Do outro, há empresas camponesas, baseadas no trabalho familiar orientado por uma razão de eficiência reprodutiva que subordina a eficiência marginal do capital. As últimas se autogerem pelo atendimento das necessidades reprodutivas das famílias, alocando recursos produtivos e decisões de mudança a partir de um balanço entre necessidades e tensões, com capacidade de transformar as tensões reprodutivas em investimentos e inovações tecnológicas, o que lhes dotam de um tipo de consistência intertemporal em que as decisões atuais [do presente] tentam prever e resguardar as necessidades do futuro.

Em síntese, a proposta de leitura da dinâmica agrária por meio de trajetórias tecnológicas ajuda a compreender, no plano macro contemporâneo, a presença de dois projetos de desenvolvimento de base rural distintos e concorrentes, assim como num plano mais próximo da realidade, a significativa diversidade de agentes e de situações presentes no universo agrário amazônico.

Aqui, cabe ressaltar, não buscamos discutir a obra do autor e seus desdobramento teóricos ou metodológicos em pormenores mas propor uma interpretação capaz de demonstrar a amplitude e a potência de suas revelações para a interlocução com diversos campos do conhecimento. Também destacamos que não consideramos aqui a noção de trajetória tecnológica como uma categoria fixa, definitiva, imutável, mas, no rastro dos tipos ideais

weberianos, como formas de representação discursivas, constituídas de forma relacional [intersubjetiva] na e pela história amazônica, na e pela diversidade social por ela envolvida.

Dessa forma, vemos essas trajetórias como aproximações discursivas que nos indicam percursos históricos, materializados sob formas de produção, de uso da terra e da natureza, de organização do trabalho, entre outros aspectos.

Longe de encerrá-los em pré-determinações, essas trajetórias conduzem os nossos olhares e percepções para a diversidade no agrário, indicando, por meio de rastros e índices, caminhos que levam a universos amplos, dinâmicos, complexos e plurais, cujo interior é ocupado por grupos diversos, com seus percursos históricos, disposições e racionalidades, com suas tensões, alianças, pactos de convivência e hostilidades.

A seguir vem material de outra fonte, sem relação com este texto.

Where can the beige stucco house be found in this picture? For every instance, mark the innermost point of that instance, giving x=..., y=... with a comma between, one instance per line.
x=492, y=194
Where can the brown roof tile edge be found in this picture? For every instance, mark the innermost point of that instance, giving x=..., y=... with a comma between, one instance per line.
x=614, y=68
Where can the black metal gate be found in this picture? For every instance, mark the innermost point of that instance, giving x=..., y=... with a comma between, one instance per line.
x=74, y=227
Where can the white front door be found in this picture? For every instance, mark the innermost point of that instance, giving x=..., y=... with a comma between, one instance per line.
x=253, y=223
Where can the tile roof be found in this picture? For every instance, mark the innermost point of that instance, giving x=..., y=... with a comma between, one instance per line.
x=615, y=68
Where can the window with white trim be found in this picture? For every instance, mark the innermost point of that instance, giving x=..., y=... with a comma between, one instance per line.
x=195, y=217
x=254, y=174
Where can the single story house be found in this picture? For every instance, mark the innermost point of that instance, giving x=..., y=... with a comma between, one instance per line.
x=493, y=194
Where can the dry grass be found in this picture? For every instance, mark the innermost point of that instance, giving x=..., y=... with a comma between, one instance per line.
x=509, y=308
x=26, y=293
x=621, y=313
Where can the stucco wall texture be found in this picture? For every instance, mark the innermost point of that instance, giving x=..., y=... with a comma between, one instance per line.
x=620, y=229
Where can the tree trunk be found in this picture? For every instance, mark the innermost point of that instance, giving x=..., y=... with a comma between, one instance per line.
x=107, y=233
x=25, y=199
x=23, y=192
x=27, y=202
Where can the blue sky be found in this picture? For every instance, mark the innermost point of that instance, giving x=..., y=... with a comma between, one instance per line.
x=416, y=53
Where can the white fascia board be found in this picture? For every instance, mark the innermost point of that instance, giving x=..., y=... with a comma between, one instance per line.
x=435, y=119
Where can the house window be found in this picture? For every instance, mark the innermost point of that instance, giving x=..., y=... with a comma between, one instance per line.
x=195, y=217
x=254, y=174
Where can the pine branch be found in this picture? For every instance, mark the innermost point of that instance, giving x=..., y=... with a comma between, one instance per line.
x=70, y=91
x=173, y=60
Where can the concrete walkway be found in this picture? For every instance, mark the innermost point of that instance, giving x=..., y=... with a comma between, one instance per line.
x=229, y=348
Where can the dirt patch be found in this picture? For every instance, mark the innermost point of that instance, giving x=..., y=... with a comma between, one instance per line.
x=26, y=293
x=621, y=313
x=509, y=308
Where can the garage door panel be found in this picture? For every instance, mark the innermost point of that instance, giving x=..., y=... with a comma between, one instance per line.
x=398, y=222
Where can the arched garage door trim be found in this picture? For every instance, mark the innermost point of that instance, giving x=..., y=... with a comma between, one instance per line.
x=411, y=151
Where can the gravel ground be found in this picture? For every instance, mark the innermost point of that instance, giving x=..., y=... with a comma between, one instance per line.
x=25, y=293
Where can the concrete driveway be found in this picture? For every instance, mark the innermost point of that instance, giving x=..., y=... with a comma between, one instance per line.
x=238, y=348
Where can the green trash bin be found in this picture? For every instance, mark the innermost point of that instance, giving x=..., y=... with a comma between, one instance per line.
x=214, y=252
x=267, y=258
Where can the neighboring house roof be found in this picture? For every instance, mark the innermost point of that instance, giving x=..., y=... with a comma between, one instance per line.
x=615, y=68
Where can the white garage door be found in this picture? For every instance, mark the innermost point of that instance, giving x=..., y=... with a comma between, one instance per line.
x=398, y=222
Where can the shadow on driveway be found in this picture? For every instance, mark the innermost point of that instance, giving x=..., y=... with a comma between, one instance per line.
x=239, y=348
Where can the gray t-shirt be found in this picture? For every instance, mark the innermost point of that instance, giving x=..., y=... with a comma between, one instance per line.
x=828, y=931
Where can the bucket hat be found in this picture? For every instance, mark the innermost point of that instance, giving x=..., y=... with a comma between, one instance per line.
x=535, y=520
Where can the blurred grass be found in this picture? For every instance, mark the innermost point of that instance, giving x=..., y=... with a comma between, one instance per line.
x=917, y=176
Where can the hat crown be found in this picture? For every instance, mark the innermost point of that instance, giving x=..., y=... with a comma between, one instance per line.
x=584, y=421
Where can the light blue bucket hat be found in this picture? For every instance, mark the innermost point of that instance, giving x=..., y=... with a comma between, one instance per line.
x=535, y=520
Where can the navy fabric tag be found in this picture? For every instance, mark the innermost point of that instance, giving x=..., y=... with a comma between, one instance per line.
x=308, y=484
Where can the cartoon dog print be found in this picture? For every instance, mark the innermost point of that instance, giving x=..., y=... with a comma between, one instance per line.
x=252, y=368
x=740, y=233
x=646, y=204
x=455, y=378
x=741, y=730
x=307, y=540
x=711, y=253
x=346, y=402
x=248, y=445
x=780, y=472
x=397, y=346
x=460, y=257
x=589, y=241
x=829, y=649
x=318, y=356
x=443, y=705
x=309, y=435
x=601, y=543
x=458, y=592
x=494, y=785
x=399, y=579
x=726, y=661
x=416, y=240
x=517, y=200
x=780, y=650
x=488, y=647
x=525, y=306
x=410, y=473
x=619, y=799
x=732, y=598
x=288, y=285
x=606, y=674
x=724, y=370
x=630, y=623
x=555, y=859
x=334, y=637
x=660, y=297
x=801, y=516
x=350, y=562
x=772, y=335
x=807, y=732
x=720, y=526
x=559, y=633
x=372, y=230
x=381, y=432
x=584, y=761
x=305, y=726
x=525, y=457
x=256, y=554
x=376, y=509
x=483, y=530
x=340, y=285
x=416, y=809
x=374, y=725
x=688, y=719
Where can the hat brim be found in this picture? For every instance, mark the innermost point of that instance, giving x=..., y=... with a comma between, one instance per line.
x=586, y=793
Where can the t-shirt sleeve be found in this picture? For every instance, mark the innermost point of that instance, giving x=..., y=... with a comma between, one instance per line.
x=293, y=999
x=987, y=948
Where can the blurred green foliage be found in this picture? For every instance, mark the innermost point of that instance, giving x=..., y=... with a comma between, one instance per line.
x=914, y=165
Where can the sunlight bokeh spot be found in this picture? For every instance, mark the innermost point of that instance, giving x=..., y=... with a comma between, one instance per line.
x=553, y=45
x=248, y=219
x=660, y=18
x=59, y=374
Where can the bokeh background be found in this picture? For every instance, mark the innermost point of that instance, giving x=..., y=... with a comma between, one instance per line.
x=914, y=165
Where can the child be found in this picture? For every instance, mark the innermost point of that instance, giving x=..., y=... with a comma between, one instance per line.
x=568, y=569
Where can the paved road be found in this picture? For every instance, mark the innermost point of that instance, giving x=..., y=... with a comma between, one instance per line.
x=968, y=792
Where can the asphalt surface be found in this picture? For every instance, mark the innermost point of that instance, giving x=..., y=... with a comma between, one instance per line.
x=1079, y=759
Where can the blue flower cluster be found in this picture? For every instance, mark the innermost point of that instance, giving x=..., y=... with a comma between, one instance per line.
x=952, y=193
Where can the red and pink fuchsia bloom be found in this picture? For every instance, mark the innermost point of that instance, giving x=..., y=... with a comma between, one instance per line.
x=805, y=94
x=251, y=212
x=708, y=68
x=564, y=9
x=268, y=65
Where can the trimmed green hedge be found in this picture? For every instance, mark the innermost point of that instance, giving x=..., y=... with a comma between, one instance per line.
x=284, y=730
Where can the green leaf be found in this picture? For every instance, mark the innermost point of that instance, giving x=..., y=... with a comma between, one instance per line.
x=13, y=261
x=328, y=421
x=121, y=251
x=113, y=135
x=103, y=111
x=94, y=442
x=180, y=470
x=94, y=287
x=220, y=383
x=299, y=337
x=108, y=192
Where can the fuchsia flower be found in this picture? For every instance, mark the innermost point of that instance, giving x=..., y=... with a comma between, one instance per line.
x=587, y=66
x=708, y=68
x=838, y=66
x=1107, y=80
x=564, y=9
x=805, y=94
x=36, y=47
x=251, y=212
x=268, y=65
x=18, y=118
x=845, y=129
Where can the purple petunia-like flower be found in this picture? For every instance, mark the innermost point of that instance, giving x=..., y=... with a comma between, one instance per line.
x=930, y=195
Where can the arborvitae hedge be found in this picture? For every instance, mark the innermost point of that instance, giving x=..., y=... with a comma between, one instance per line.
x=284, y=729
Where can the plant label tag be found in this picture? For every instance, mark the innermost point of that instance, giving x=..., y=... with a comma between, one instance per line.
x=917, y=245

Desse modo, como uma forma [metodológica] de chegar e, ao mesmo tempo, como novo ponto de partida [teórico], torna-se possível reconhecê-los para que possamos, enfim, conhecê-los com o devido interesse e profundidade.

Abertas a permanentes reconfigurações, em função tanto de estímulos quanto de pressões endógenas e exógenas, as trajetórias tecnológicas [até então incomuns para a leitura do agrário] estão longe de aprisionar esses diversos grupos a determinações e grandes explicações científicas, por mais que contenham grande capacidade de se aproximar das realidades por elas desveladas. Aliadas a todos os dispositivos teóricos e metodológicos acionados por Costa, elas são parte do que buscarmos caracterizar aqui como uma perspectiva “substantiva” e aberta de leitura do agrário e de interpretação das possíveis histórias, sociedades e economias diluídas no significante “Amazônia”, o qual, a depender dos interesses, costuma ser tratado de modo amorfo, arbitrário, retórico e reificado.